Rachael Forsythe

Biography

Miss Rachael Forsythe graduated MBChB from the University of Edinburgh in 2008 and completed Core Surgical Training in Bristol. Following this, she was accepted to the South West London training programme as a speciality registrar in general surgery in 2012. Her interests lie in vascular surgery and she is hoping to transfer to the vascular curriculum in early 2015. She is completing a PhD in the Centre for Cardiovascular Science under the supervision of Professor David Newby (BHF Professor of Cardiology) and Mrs Jennifer Robson (lecturer in surgery) and will subsequently return to complete her clinical surgical training in London.

Project Title

Molecular Imaging in Abdominal Aortic Aneurysm Disease: MRI and PET-CT to Predict Aneurysm Expansion and Rupture.

Funding

The MA3RS study (MRI in AAA to predict Rupture or Surgery) is funded by an MRC EME grant (£2.2 million) The SoFIA3 study (Sodium Fluoride Imaging in AAA) is funded by the CSO (£205,747).

Supervisors

Professor David Newby and Mrs Jennifer Robson

Project Summary

Ruptured abdominal aortic aneurysms (AAA) have a 90% mortality rate but there are currently no accurate methods of establishing the risk of AAA expansion or rupture for an individual patient. The measurement of AAA diameter using ultrasound imaging has traditionally been used to stratify risk of expansion or rupture, based on data from population studies.

Evaluation of AAA rupture risk is currently based on the maximum anteroposterior aneurysm diameter on ultrasound imaging. Surgical intervention is offered when the risk of rupture exceeds the risks associated with repair and is currently offered to patients with AAA >55mm or expansion rate of >1mm/year. However, up to 1 in 5 of ruptured AAAs has a diameter <55mm, whilst many patients have very large aneurysms that never rupture. We also know that AAA expansion occurs in a non-linear and unpredictable manner, which makes risk prediction even more complex.
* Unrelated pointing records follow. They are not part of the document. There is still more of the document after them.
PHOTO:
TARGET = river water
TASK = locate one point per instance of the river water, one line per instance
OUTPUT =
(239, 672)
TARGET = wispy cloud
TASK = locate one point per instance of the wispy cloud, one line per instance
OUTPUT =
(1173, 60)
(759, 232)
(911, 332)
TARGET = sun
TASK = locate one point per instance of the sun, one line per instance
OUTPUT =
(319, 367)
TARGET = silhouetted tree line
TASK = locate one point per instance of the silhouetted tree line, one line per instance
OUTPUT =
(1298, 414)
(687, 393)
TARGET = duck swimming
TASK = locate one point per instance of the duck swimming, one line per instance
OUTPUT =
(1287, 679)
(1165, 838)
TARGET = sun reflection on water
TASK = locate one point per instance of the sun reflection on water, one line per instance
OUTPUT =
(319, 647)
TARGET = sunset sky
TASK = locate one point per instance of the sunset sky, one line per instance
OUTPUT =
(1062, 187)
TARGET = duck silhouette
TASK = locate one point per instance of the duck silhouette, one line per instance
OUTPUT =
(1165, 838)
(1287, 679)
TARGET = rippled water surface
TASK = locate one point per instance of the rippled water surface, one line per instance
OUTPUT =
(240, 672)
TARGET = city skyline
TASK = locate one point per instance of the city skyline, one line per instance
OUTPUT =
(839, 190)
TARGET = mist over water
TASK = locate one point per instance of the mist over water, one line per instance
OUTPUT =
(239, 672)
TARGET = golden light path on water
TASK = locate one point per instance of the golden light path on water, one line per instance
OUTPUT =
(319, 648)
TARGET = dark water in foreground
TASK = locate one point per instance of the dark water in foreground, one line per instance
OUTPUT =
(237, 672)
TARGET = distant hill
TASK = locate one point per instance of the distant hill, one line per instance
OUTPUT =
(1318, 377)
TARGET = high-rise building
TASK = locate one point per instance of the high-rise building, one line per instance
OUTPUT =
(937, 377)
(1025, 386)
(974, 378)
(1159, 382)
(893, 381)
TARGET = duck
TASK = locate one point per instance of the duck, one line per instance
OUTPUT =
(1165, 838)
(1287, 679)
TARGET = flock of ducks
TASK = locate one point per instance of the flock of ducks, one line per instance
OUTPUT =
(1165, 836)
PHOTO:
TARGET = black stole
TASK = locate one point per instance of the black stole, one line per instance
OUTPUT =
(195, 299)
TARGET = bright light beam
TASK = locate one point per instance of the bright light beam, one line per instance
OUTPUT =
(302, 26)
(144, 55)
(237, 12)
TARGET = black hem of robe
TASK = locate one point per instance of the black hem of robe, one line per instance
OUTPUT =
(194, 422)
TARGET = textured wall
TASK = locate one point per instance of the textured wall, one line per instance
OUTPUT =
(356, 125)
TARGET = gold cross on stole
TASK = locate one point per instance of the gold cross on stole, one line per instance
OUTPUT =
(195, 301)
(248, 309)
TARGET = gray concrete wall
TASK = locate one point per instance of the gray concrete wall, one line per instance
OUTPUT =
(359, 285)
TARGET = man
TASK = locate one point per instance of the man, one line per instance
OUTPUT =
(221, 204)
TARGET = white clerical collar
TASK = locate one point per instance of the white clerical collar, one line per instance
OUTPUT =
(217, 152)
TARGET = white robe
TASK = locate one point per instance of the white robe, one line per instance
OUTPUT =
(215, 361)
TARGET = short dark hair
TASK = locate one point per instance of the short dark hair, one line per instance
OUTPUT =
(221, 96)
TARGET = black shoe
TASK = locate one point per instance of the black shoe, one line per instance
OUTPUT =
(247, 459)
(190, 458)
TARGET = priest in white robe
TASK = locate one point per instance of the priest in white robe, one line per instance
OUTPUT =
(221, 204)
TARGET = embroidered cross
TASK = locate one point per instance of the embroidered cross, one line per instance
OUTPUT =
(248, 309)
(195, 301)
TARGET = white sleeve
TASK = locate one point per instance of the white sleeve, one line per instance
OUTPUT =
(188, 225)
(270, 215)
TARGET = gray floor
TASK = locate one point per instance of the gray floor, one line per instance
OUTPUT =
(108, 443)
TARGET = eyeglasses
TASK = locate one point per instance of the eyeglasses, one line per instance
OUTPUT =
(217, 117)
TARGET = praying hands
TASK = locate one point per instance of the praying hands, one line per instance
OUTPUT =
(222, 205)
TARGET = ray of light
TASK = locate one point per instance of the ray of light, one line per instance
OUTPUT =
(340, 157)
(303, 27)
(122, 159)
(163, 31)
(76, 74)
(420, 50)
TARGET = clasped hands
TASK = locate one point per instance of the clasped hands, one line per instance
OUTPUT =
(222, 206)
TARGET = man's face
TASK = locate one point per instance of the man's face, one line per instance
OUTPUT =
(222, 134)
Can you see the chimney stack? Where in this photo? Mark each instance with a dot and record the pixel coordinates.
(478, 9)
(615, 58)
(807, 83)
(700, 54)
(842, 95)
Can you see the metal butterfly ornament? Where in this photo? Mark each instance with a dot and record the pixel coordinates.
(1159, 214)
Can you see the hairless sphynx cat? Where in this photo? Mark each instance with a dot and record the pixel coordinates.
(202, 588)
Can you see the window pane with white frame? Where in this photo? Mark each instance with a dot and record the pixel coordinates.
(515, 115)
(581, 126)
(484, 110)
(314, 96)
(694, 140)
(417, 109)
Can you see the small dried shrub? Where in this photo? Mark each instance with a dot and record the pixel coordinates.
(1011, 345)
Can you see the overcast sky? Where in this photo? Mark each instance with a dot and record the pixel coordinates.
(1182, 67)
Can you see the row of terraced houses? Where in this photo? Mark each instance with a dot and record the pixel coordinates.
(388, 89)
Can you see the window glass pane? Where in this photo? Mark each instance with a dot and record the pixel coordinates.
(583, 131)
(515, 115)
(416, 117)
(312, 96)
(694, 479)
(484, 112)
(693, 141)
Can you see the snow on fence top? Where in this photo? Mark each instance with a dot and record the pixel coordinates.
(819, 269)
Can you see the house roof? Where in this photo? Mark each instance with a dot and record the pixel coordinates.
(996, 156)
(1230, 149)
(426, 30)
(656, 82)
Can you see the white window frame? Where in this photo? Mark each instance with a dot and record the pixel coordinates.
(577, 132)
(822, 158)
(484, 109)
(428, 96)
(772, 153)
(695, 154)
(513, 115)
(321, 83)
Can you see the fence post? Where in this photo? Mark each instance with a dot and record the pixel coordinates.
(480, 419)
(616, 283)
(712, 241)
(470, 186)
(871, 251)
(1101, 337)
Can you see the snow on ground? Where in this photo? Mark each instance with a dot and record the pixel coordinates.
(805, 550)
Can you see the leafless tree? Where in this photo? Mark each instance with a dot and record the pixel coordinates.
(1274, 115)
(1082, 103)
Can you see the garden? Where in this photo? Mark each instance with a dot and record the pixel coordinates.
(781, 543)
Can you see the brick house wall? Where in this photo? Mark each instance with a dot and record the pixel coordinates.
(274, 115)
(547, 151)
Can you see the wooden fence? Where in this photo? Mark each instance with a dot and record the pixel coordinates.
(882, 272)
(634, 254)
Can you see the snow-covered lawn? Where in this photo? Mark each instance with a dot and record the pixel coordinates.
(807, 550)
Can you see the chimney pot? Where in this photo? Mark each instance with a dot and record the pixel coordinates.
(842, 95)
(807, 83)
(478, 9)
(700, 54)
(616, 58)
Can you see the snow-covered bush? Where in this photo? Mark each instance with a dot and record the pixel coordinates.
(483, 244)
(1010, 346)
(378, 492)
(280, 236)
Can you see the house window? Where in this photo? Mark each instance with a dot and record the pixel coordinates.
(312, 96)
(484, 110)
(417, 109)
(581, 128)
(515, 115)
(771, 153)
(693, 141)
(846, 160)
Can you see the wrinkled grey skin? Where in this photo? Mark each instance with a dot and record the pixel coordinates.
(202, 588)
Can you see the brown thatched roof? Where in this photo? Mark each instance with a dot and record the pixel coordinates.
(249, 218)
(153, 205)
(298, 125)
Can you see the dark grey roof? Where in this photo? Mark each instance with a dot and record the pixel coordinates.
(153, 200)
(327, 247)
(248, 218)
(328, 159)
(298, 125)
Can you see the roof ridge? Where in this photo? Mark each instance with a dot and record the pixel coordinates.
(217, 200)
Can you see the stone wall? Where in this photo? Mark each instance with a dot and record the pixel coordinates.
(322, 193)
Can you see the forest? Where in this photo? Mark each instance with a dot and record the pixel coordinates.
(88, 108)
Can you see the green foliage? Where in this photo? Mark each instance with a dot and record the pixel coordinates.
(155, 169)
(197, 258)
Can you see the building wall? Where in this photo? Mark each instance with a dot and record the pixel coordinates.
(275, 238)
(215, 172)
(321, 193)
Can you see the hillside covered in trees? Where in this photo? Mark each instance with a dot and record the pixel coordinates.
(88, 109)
Aneurysm disease results from a complex interaction between biomechanical and biological processes, including inflammation. These processes affect the aorta in a focal manner, and such focal biological ‘hotspots’ are thought to represent regions of the aortic wall at further risk of expansion and rupture. In addition, calcification is also widely observed in aneurysm disease and co-localises to areas of necrotic inflammation and apoptosis.

Ultra small supra-paramagnetic particles of iron oxide (USPIO) has been used as a ‘smart’ MRI contrast agent to identify areas of mural inflammation. In a pilot study by Jenny Robson et al, this technique has been shown to help identify patients at increased risk of AAA expansion or rupture. Following on from this data, the MA3RS study (MRI in AAA to predict Rupture or Surgery) was established in 2012 to investigate the use of USPIO-enhanced MRI in an observational cohort study of 350 patients with asymptomatic AAA. MA3RS is funded by an MRC EME award and I have taken over as the principle research fellow working on the study to its completion in 2016.

The SoFIA3 study (Sodium Fluoride Imaging in AAA) is investigating the use of PET-CT in predicting AAA expansion. As a sub-study of MA3RS, SoFIA3 aims to recruit 100 patients from the MA3RS cohort. We will explore the use of the radiotracer 18F-NaF to identify areas of active microcalcification in the aneurysm wall. We will investigate these biologically active areas and whether they correspond with established macrocalcification, areas of necrotic inflammation and whether this technique can help predict AAA expansion.